A guest post by Paige Johnson.
She sobbed uncontrollably, her entire body racked with grief. Her sixteen year old daughter tried to comfort her by rubbing her back and whispering in her ear. I can’t even imagine how you begin to comfort someone who has just lost her soul for no good reason.
Tearing my eyes away from the sight so as to quell my own sadness, I looked across the room. The funeral had just begun, the casket lovingly carried down the aisle by his closest friends, and the family had been seated. As I wiped the tears off my wet cheeks, I had to look again. I’m not sure why I felt the urge to watch the mother and daughter like that. I couldn’t stop. My mind was racing with what I thought was going through both of their minds at that moment. Surely the wife was thinking “How am I ever going to get through this? My husband, my best friend, my everything is gone.” And the daughter, oh how my heart ached for her. I imagined her thinking, “Who will walk me down the aisle at my wedding? Teach me to drive? Threaten boys who want to date me?”. Who knows what they were actually thinking.
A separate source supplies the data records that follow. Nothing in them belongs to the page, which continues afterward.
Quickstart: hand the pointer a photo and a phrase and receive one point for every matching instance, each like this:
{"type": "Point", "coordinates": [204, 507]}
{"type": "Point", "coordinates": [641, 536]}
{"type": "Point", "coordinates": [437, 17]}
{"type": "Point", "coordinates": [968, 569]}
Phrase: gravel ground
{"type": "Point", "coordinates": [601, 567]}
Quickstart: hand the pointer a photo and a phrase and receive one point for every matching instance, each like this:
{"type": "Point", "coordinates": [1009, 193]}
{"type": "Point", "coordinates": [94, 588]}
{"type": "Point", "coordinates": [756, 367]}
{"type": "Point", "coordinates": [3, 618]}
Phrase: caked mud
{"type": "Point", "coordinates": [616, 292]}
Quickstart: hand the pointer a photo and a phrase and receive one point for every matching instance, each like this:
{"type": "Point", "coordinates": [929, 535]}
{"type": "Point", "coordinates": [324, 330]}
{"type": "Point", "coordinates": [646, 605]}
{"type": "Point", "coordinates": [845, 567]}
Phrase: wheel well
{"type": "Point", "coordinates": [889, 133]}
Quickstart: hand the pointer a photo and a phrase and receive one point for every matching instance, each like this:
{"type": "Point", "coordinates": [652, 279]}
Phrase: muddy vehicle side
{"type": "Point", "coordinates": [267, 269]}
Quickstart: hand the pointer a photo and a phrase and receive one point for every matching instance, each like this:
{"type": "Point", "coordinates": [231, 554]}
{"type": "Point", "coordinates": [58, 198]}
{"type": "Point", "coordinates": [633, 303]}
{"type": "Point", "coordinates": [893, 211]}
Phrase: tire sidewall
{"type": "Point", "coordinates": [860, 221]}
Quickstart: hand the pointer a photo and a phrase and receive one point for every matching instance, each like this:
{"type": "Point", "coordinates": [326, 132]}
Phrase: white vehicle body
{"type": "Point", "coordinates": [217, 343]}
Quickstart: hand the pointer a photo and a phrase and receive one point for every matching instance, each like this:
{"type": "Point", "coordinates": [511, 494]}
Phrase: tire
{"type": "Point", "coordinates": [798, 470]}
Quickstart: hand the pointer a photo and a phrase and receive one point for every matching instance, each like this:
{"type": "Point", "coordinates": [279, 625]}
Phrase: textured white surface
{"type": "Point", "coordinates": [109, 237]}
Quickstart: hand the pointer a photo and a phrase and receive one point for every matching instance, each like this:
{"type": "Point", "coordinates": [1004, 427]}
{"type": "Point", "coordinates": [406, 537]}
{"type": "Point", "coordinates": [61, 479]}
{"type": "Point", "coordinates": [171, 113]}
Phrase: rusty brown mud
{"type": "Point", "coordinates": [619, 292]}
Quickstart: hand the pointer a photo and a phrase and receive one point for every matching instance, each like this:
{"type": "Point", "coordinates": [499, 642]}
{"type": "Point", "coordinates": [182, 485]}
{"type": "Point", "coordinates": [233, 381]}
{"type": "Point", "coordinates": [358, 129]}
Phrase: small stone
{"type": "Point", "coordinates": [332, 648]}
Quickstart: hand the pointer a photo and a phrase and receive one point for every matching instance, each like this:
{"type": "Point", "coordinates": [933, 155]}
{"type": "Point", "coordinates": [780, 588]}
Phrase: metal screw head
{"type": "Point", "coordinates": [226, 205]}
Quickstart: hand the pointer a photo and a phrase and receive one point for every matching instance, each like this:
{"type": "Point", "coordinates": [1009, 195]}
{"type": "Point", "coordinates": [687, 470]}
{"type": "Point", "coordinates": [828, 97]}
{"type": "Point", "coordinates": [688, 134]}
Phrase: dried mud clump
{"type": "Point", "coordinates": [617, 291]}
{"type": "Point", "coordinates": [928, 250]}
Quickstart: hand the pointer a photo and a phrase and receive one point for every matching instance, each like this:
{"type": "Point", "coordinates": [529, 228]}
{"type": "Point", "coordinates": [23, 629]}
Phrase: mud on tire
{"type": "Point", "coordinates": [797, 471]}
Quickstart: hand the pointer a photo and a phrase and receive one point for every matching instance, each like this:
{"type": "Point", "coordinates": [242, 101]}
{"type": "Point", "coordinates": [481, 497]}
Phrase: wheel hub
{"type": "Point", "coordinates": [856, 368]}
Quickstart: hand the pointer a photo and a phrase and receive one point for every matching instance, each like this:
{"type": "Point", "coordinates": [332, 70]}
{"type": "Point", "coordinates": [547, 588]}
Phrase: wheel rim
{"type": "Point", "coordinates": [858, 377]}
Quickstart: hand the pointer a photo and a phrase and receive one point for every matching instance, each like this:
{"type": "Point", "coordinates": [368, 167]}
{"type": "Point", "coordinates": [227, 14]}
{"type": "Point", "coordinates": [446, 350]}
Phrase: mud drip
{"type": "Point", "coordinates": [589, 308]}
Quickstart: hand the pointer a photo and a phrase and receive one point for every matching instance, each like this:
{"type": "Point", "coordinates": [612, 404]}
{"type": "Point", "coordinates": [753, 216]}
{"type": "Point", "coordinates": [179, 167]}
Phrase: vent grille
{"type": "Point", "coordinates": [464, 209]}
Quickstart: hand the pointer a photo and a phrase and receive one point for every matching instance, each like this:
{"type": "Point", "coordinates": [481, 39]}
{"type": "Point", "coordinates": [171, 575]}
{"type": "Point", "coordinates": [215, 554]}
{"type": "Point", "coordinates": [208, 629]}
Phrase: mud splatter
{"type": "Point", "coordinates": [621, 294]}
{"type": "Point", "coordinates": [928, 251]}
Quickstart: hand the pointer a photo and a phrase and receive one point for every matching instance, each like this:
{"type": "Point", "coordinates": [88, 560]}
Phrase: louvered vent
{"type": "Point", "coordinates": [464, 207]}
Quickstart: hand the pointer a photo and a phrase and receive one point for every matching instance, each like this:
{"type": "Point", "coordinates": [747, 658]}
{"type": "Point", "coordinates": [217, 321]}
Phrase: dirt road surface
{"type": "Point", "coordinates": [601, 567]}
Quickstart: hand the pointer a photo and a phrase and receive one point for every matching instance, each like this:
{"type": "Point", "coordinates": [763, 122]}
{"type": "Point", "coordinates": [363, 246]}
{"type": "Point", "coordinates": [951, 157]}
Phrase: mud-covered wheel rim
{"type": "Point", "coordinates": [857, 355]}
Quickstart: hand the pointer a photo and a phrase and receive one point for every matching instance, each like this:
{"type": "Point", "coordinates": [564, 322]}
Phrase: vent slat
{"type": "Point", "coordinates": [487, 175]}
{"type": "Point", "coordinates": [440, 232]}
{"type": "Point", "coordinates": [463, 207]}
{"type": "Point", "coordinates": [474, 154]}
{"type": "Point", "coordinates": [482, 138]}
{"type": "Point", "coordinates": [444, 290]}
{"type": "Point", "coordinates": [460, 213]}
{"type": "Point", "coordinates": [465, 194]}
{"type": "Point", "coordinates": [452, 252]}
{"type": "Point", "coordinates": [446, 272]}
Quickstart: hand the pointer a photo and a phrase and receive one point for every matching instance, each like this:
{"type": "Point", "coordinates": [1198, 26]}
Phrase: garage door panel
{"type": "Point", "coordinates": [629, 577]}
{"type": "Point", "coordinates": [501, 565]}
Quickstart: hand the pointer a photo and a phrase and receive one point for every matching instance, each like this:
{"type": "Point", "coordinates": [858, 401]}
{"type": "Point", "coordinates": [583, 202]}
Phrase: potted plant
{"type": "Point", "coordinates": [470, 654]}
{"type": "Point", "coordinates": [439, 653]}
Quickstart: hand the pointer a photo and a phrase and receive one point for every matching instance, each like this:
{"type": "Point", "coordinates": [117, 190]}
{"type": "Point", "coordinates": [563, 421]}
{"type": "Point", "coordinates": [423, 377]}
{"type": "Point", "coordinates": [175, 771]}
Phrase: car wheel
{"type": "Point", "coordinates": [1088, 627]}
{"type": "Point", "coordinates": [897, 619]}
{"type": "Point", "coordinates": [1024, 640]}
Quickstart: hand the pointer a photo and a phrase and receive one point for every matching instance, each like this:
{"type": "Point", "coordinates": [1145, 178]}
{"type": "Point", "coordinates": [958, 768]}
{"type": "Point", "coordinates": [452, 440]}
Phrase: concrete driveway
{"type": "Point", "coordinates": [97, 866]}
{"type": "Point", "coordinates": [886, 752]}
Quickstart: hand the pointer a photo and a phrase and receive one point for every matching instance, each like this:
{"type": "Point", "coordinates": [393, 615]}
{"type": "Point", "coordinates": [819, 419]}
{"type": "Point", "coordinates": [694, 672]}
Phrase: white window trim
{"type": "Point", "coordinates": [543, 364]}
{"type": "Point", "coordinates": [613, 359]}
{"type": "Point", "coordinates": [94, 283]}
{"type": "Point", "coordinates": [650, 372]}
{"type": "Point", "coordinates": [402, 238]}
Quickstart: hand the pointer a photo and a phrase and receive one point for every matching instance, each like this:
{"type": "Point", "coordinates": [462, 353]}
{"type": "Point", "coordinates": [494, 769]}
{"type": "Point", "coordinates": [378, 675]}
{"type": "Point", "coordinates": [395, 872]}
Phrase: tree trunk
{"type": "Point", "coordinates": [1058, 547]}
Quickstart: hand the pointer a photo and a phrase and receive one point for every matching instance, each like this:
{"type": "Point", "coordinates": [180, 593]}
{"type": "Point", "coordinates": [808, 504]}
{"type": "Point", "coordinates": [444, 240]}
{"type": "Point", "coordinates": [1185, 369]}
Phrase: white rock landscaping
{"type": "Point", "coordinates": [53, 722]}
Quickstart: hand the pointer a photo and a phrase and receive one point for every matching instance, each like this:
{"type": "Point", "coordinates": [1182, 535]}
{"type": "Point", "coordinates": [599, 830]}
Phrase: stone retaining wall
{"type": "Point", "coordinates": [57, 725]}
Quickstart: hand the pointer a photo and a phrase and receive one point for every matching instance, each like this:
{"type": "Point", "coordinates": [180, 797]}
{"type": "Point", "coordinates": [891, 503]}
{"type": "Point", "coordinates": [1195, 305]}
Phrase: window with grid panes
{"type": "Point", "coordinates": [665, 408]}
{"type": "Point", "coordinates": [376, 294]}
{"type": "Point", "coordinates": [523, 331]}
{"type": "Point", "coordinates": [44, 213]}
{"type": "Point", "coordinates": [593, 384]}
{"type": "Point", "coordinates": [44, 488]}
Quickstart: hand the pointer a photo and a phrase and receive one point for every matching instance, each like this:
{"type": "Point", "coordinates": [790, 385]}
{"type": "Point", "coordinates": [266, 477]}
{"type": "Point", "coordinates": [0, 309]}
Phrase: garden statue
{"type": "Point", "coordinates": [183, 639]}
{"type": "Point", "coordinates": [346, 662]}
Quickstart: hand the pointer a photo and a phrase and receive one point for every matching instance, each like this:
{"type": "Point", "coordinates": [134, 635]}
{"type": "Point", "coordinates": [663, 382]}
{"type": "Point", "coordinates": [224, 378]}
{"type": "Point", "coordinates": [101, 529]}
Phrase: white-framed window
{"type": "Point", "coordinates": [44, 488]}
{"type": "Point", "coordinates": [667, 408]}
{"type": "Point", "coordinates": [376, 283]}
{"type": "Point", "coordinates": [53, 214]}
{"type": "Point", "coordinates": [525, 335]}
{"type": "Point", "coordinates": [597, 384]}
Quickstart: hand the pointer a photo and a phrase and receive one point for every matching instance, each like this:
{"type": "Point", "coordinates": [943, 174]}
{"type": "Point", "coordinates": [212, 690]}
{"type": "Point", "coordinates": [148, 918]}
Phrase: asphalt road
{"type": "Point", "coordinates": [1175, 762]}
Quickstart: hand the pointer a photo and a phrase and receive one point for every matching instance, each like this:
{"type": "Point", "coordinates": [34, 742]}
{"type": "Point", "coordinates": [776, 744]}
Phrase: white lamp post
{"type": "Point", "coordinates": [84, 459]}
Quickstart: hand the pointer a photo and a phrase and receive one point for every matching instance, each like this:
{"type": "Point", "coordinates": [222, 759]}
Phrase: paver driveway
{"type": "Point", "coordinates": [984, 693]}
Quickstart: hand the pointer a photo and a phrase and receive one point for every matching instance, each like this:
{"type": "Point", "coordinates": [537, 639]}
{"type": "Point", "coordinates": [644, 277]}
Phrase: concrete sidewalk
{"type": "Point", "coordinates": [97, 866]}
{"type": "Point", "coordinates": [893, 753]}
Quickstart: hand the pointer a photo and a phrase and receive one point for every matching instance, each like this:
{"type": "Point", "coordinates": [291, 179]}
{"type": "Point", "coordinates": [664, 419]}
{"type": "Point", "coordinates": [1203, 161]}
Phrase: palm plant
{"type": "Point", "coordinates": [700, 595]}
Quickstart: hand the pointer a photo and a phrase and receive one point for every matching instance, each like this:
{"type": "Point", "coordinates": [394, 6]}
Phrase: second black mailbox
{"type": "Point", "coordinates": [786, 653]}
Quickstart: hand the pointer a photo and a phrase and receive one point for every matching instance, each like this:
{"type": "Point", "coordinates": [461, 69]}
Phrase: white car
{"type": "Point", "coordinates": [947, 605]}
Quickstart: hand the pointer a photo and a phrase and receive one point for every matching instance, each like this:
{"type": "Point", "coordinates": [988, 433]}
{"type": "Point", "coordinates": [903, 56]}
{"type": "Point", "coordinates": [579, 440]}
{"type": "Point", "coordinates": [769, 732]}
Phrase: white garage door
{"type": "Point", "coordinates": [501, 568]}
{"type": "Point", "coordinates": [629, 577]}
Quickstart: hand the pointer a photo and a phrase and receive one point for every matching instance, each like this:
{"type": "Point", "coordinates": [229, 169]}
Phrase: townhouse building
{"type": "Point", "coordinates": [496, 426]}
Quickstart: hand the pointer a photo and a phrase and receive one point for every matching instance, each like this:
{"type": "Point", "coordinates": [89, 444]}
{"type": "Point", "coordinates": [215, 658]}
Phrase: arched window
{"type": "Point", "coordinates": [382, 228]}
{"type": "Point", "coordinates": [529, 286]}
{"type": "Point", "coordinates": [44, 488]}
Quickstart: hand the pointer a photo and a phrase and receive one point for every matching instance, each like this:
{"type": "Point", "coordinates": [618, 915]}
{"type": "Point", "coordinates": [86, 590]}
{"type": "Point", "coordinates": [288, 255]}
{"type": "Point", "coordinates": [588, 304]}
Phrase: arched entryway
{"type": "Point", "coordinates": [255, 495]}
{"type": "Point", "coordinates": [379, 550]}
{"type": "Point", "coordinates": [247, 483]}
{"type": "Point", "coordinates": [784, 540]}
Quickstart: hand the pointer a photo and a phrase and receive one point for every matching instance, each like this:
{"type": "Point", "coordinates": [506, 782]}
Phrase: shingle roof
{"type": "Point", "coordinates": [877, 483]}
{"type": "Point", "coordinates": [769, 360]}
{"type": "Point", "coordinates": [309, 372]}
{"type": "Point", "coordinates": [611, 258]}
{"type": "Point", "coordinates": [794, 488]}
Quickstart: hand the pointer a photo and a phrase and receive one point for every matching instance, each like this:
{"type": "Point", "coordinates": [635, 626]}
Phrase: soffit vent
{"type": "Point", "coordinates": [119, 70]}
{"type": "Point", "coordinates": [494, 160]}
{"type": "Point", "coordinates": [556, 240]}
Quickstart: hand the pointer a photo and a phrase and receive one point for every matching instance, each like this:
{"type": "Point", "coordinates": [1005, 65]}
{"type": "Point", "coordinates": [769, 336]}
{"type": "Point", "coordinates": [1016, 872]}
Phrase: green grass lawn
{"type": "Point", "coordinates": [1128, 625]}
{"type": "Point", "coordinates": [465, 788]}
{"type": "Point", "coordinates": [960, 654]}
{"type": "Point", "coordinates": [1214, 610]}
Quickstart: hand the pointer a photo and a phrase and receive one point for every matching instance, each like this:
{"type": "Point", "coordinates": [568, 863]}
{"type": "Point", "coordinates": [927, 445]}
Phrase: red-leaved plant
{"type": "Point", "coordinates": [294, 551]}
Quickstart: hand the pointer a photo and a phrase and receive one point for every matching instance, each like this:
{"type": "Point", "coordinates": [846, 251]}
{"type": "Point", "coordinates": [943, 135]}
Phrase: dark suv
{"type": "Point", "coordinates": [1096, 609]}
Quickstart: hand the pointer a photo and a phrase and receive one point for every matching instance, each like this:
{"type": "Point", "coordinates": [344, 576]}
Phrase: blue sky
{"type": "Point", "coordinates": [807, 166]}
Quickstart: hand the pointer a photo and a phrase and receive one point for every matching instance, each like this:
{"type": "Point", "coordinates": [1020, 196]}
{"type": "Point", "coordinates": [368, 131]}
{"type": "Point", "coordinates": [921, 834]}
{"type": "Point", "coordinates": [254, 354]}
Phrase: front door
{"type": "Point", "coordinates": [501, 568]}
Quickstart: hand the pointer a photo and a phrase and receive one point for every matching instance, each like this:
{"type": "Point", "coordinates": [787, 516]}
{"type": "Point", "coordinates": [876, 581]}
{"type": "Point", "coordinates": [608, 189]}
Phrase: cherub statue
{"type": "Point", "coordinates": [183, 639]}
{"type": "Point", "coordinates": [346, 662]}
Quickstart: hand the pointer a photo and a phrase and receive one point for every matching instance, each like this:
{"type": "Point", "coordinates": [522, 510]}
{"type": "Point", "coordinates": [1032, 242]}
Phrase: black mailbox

The whole tragedy of it all, the pain, the wonder, the cruelness of it amazed me and weighed heavily on my heart. It gave me pause to think about what I would do in the same situation- if my beloved was suddenly snatched away from me in a split second. It haunts me to think these thoughts. It makes my throat tighten and my eyes well. What in the world would I ever do without him? He is my partner in everything, truly my soul mate. He is the father of my children, the one who takes care of us all. If he were to leave us one day without warning I truly think our world as we know it would crumble. It sounds trite, but I find myself worrying about the little things the most: who would install the car seats, who would fix things around the house, who would kill the really big spiders, and so on. The big things I can’t bring myself to really delve into. Sleeping alone. Handling a baby and a toddler alone. Feeling safe at night. I weep with these thoughts. The fear is too real. It’s too much for me to wrap my head around.
I suppose if something good has to come from the death of my friend’s husband it is all this thinking, this new knowledge in my being, that I cherish my husband so very much. My life is complete with him in it. My soul is safe and my heart is full. I have vowed to tell him I love him more often, to touch him more, to let his heart into mine more. Should he ever be taken from me I want him to go knowing he was loved and adored more than life itself by me. I want him to know what an amazing father he was, how good he was to our babies, and how I will never stop telling them that. I want him to know he was all I ever needed, and how I would miss him until the day I died. How he made me laugh till my sides ached and made me cry till my eyes burned, how he made me feel so many things I had never felt before. How talented he was, how smart and witty and wise.
But most of all I would want him to know that because of him I became the best version of me that I could. He has my heart in the palm of his hand and he always will.